Я спустился медленно вниз, — мнение Марстона о его обезболивающем средстве намного выше, чем мое,— и присоединился к Сьюзен, которая уже была внизу, за перегородкой. Здесь, в глубине, грохот усилился вдвое, а зрелище толкающихся по трюму контейнеров выглядело еще страшнее.

— Где же гробы? — спросила Сьюзен. Я ведь сказал ей лишь, что мы собираемся обследовать некие гробы. Я не мог заставить себя сообщить ей, что мы могли в них обнаружить.

— Они упакованы. В деревянном ящике. На другой стороне трюма.

— На другой стороне! Она повернула голову и направила свет фонаря на катающиеся обломки и ящики, которые с визгом и грохотом носились по полу.— На другой стороне! Да нас расплющит еще до того, как мы пройдем полпути.

— Вполне вероятно, но я не вижу другого выхода. Подождите меня минутку.

— Вы! С вашей ногой! Да вы еле ковыляете. Нет! — прежде чем я мог остановить ее, она перепрыгнула через отражательную перегородку и бросилась бегом через трюм. Она то и дело спотыкалась о рассыпанные обломки, но каждый раз ей удавалось сохранить равновесие — вовремя остановиться или ловко увернуться, когда на нее несся контейнер.

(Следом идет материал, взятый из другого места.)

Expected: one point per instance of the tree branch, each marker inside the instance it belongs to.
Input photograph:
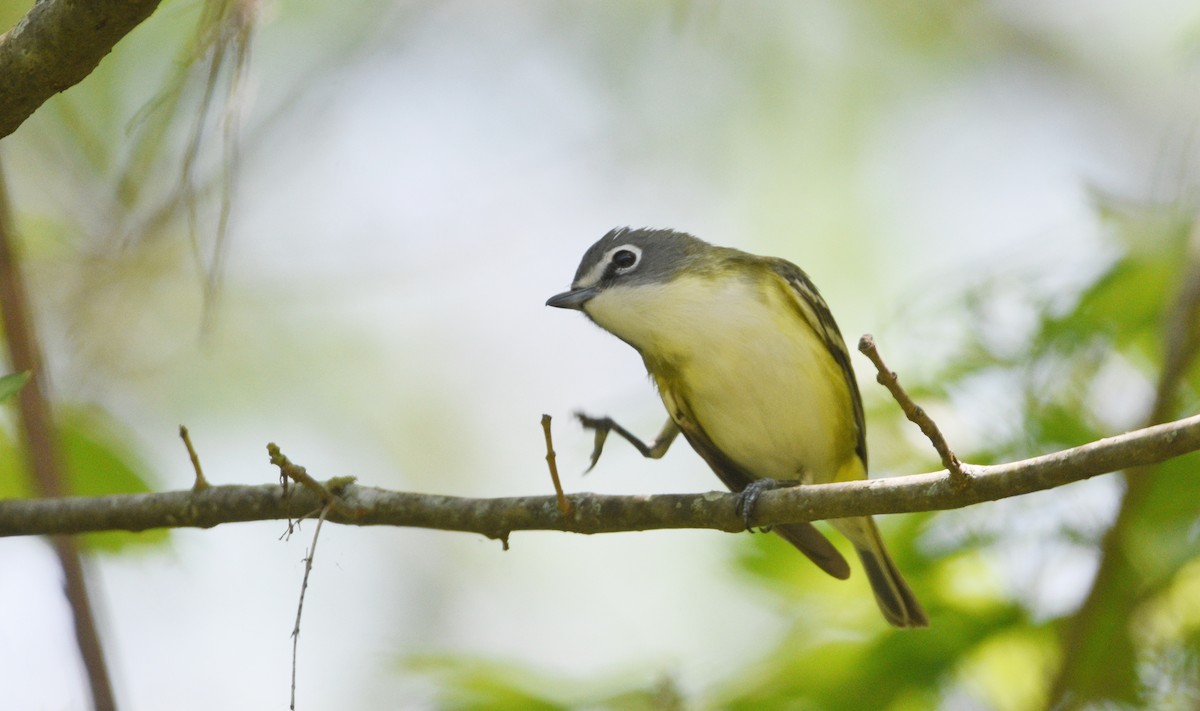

Она была проворна и легка, это надо признать, но измученная морской болезнью, утомленная постоянной сильной качкой «Кампари», она не должна была добраться на другую сторону. Но Сьюзен это сделала, и я увидел, как она размахивает фонарем в другом конце трюма. Восхищение мое ее смелостью могло сравниться разве только с раздражением, связанным с ее поступком. Что она собиралась делать с этими гробами, когда найдет? Принести их обратно по одному под мышкой? Но их там не оказалось, так как, осмотрев все, она отрицательно покачала головой. Затем она побежала назад, а я попытался предостеречь ее криком, но крик застрял в горле, обратившись в шепот, правда, она не услышала бы и крика. Громыхающий контейнер, приведенный в движение неожиданным сильным креном «Кампари», когда тот зарылся носом в очень крутую впадину между волнами, ударил ее в спину, сбил с ног и потолкал перед собой, как будто был наделен человеческой, вернее бесчеловечной склонностью к злу и вознамерился раздавить ее о переднюю переборку. И только в последний миг перед тем, как она должна была погибнуть, «Кампари» выровнялся, контейнер с визгом остановился в ярде от переборки, а Сьюзен осталась неподвижно лежать между ними. Я находился от нее, по крайней мере, в пятнадцати футах, но совершенно не помню, как преодолел расстояние от отражательной перегородки до того места, где она лежала, и обратно, но я это сделал, ибо неожиданно мы оба оказались в безопасном месте, и она прильнула ко мне, как будто я был ее последней надеждой во всем мире.